Pas, mie, goutte…
pah, mee, goot… Click below to hear an attempt at 13th-century pronunciation!
Not, not, not…
One more quick look at Old French. (See yesterday’s post.) We said we’d talk for a moment about how the negative was expressed (well, I said!).
In Old French, the most common way to make a comment negative was to use a simple ne before the verb. But it was also fairly common to add a qualifier to reinforce the negative. Which one was chosen sometimes depended on the verb used.
…et si n’en veoit gote: in modern French, et pourtant il ne voyait goutte, and yet he couldn’t see a drop. Originally goutte was probably associated with the verb boire, to drink. In this case, the man is blind.
…li cuer des genz ne furent mie en pais: in modern French, le coeur des gens n’était pas en paix, the hearts of the people were not at peace. Mie means crumb (miette in modern French; le pain de mie is sandwich bread, with a finer crumb than traditional French bread). The implication is that there wasn’t even a crumb of peace in the hearts of the people.

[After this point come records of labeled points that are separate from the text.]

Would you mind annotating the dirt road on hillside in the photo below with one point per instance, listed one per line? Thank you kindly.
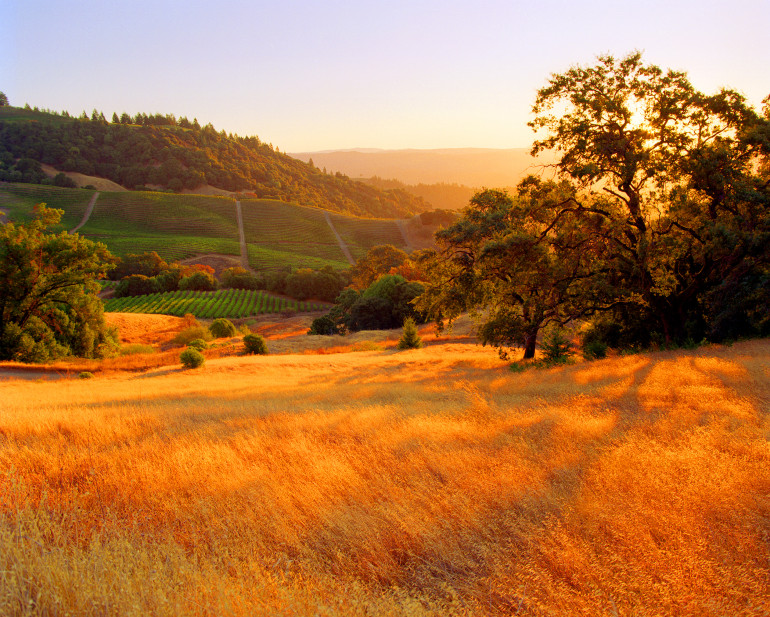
(87, 215)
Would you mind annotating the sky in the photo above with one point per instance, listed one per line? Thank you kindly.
(311, 75)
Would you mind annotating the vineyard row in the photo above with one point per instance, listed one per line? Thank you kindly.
(233, 303)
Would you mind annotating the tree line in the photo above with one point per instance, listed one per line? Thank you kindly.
(654, 228)
(160, 151)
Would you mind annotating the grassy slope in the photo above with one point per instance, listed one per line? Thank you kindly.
(426, 482)
(278, 234)
(19, 200)
(176, 226)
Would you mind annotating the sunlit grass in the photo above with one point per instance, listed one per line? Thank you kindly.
(432, 481)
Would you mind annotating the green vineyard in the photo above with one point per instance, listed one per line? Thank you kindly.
(232, 303)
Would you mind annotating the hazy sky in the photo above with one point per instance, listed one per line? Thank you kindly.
(312, 75)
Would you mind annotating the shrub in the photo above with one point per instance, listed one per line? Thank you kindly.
(198, 344)
(556, 347)
(222, 328)
(594, 350)
(325, 325)
(409, 338)
(255, 344)
(191, 358)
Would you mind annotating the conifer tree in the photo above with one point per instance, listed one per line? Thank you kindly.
(409, 338)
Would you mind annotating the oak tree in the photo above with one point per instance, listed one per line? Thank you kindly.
(687, 212)
(49, 306)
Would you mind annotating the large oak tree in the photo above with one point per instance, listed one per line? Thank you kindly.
(49, 306)
(688, 210)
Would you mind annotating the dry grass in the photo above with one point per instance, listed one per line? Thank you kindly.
(427, 482)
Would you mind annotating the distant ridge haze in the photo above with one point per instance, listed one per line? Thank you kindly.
(474, 167)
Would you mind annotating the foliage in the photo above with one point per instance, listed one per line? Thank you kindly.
(326, 325)
(255, 344)
(660, 219)
(191, 358)
(594, 350)
(160, 150)
(556, 347)
(684, 214)
(378, 261)
(410, 339)
(222, 328)
(48, 302)
(518, 263)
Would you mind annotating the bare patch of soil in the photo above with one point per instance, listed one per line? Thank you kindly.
(215, 260)
(101, 184)
(136, 328)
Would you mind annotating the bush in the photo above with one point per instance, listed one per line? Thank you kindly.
(410, 339)
(191, 358)
(594, 350)
(556, 347)
(222, 328)
(199, 344)
(255, 344)
(325, 326)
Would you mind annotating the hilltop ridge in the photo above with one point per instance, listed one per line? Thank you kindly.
(165, 153)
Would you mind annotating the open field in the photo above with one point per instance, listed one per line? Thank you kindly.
(427, 482)
(19, 200)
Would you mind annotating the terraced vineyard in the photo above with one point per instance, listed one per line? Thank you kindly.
(176, 226)
(19, 200)
(233, 303)
(279, 233)
(362, 234)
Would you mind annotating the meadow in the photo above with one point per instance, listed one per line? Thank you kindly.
(427, 482)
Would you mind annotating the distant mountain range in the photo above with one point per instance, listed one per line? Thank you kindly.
(159, 152)
(472, 167)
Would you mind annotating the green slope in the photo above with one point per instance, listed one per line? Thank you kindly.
(176, 154)
(277, 234)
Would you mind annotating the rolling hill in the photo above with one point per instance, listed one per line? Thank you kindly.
(471, 167)
(163, 152)
(277, 234)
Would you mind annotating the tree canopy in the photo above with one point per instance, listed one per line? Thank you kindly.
(659, 221)
(49, 306)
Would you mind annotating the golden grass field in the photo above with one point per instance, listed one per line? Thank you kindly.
(424, 482)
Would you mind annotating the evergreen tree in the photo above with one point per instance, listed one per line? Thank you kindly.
(409, 337)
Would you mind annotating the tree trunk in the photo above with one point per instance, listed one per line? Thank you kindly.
(530, 341)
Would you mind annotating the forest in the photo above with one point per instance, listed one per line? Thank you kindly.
(163, 152)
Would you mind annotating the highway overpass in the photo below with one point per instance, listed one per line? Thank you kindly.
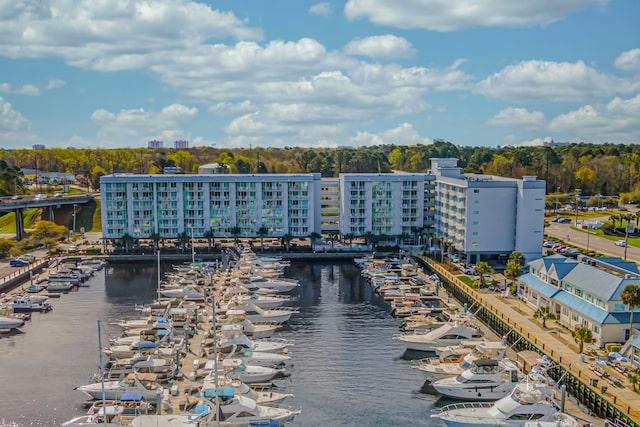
(25, 202)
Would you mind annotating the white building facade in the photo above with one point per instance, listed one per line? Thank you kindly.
(168, 205)
(391, 204)
(487, 216)
(584, 293)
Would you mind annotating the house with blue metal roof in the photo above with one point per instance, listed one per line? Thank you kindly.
(583, 292)
(635, 353)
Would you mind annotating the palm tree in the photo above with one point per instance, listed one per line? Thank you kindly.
(262, 232)
(350, 237)
(210, 236)
(513, 270)
(634, 377)
(582, 335)
(126, 240)
(155, 238)
(432, 243)
(235, 232)
(183, 238)
(286, 239)
(517, 257)
(483, 268)
(368, 238)
(631, 296)
(543, 313)
(314, 237)
(333, 237)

…il ne repairierent pas en l’ost: in modern French, ils ne sont pas revenus à l’armée, they didn’t return to the army at all. Un pas is a step; so they didn’t take a single step to return to the army. Originally pas was used with a verb of motion, such as go, come, walk, and so on. Gradually, over the space of several centuries, this is the second element of the negative that won out over all the other possibilities.
These examples all come from an account of the Fourth Crusade, which took place in the first years of the 13th century, by one Geoffroy de Villehardouin. It’s not clear whether his document is a journal or a memoir, but he recounts the débacle of the whole undertaking and claims to be an impartial storyteller.
Un point is a dot. Ne…point now means not at all.
Rien(s) (the s belongs to the old form) comes from popular Latin ren non, literally thing not. In other words, nothing. Ne…rien still means nothing.
And there were more! But this will give you an idea. A language, in its early stages, is like modeling clay. It can be anything (well, almost). And eventually it hardens, becomes rigid, acquires rules. Grammar books make pronouncements about immutable rules.
At the same time, starting with the spoken language (which changes about 100 years earlier than the written language; at least that was true before the internet came to dominate written communication), it remains fluid, moveable. As culture changes, so does the language. New inventions and new ideas call for new names; the old words no longer suffice to express the waves of change. At any given moment, both of these forces are at work in any language.
Here’s a link for those who want a summary of the characteristics of Old French. It’s linguistically pretty heavy-duty, but still interesting:
Tomorrow, I promise, we’re back to modern French! Thanks for indulging me.